On that same year, and despite being pregnant with her fourth child, she continued to eagerly participate in all activities the she believes will greatly benefit her tribe and community. As the tribal secretary and one of the few from the Mamanwa-Manobo who reached primary level education, she helped her tribe members write their names and assisted in facilitating learning activities for the project.
With a hammock on her bag for her newborn and toddlers, Mimi attended the planning session for the Forest Protection and Law Enforcement Plan in 2019 with great enthusiasm and dedication.
A fight for the next generation
For Mimi, life starts from, depends on, and ends in the forest. For her and her tribe, the forest is the source of life – food, water, air, medicine, livelihood, and the origin of the Mamanwa-Manobo tribe.
“Dili naku gusto nga ang akong anak mangutaa puhon, unsa ning Yakal” (I do not want my children to asked me what Yakal is in the future because they could no longer see it), said Mimi when asked why she continues to get involved in the conservation.
For Mimi, all this work for the forest is for the next generation.
Mimi shares that one of the biggest challenges of conservation work is the persistent forest-related illegal activities by her own tribe members and other migrants in the area despite local tribal policies in place.

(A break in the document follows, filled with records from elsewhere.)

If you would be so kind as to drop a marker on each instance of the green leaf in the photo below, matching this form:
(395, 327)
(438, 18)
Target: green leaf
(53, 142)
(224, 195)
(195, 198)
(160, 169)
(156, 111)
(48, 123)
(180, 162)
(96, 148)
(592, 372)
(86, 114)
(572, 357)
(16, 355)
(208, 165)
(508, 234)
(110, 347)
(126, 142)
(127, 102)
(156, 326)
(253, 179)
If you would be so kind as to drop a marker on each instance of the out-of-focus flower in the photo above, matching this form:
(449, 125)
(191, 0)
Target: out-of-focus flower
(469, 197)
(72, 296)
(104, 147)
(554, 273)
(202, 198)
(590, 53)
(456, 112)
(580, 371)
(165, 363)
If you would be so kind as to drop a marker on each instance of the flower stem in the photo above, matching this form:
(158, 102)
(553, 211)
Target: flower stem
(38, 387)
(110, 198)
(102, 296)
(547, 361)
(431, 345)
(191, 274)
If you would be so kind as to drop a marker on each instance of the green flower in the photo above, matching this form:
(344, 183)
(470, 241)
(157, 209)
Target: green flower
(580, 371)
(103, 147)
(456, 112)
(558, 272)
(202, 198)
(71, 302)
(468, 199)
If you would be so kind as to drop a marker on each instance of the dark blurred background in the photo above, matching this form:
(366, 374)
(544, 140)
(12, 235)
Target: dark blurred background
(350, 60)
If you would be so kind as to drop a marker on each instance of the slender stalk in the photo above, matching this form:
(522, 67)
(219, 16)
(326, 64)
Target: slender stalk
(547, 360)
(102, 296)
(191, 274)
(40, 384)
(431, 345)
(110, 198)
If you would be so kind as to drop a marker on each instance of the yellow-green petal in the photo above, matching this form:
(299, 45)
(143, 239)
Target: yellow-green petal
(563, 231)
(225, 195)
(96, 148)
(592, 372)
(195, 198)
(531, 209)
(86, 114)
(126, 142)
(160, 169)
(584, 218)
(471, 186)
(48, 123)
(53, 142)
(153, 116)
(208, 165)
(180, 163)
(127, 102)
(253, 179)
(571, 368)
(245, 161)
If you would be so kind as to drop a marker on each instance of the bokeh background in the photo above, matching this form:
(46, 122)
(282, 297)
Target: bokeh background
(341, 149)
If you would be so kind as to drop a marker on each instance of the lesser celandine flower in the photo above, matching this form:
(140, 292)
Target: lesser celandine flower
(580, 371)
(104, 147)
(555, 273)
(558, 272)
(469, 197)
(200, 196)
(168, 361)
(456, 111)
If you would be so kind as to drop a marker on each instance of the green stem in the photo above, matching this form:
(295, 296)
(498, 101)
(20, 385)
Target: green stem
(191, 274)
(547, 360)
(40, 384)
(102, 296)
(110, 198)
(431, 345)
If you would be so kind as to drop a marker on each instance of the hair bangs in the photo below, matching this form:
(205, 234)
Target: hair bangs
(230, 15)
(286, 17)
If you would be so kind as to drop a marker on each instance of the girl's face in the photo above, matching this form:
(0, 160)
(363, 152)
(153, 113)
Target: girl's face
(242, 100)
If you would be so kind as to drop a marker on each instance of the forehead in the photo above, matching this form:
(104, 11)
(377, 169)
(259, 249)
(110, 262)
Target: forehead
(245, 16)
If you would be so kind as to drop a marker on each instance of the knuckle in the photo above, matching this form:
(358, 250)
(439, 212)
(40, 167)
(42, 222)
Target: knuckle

As a Bantay Banwa tasked to lead forest protection through monitoring and reporting, being misunderstood by her own tribe is sometimes inevitable. “How can the other migrants follow the rules when our very people violate it,” Mimi laments.
Beyond the call of duty
On the project’s fourth year of implementation, Mimi recalled how the training activities conducted by Haribon helped them learn more about forest protection and policies. More importantly, through the program, she and several other members of the Mamanwa-Manobo tribe were deputized as forest wardens.
The deputization not only gives them authority as forest protectors but also helps in building confidence to exercise proper actions according to forest laws and tribal customs and traditions.
Since they have started their role as Bantay Banwa, Mimi attests that positive changes can be observed. Some of the migrants have also started following the tribe’s customary laws.
“Kun kami mansagda, kami dili na maingnan nga peke, anaa na man kami’y I.D” (If we reprimand [illegal activities], they could no longer say we are a phony, now that we have our I.D.s), said Mimi upon receiving her official identification card as a forest warden last year.
As with most of us, Mimi’s family along with other members of the Mamanwa has been greatly affected by the pandemic this year. Despite this situation however, Mimi continues to report for duty in the forest, following proper health and safety protocols. Together with her husband – also a deputized forest warden – they patrol the forests every morning, record findings, and report illegal activities.
While almost half of the world is on lockdown, Mimi and her husband persist to protect the forests that they also call home.
European Union supports the Kahugpungan Tribung Mamanwa-Manobo or KATRIMMA in protecting their forest through the Forest Governance Project (FoGoP) in partnership with Birdlife International and Haribon Foundation. The KATRIMMA is one of the two Indigenous People’s Organization (IPOs) in the Mt. Hilong-Hilong key biodiversity area who have undergone trainings required for deputation, forest monitoring, reporting, law enforcement and governance.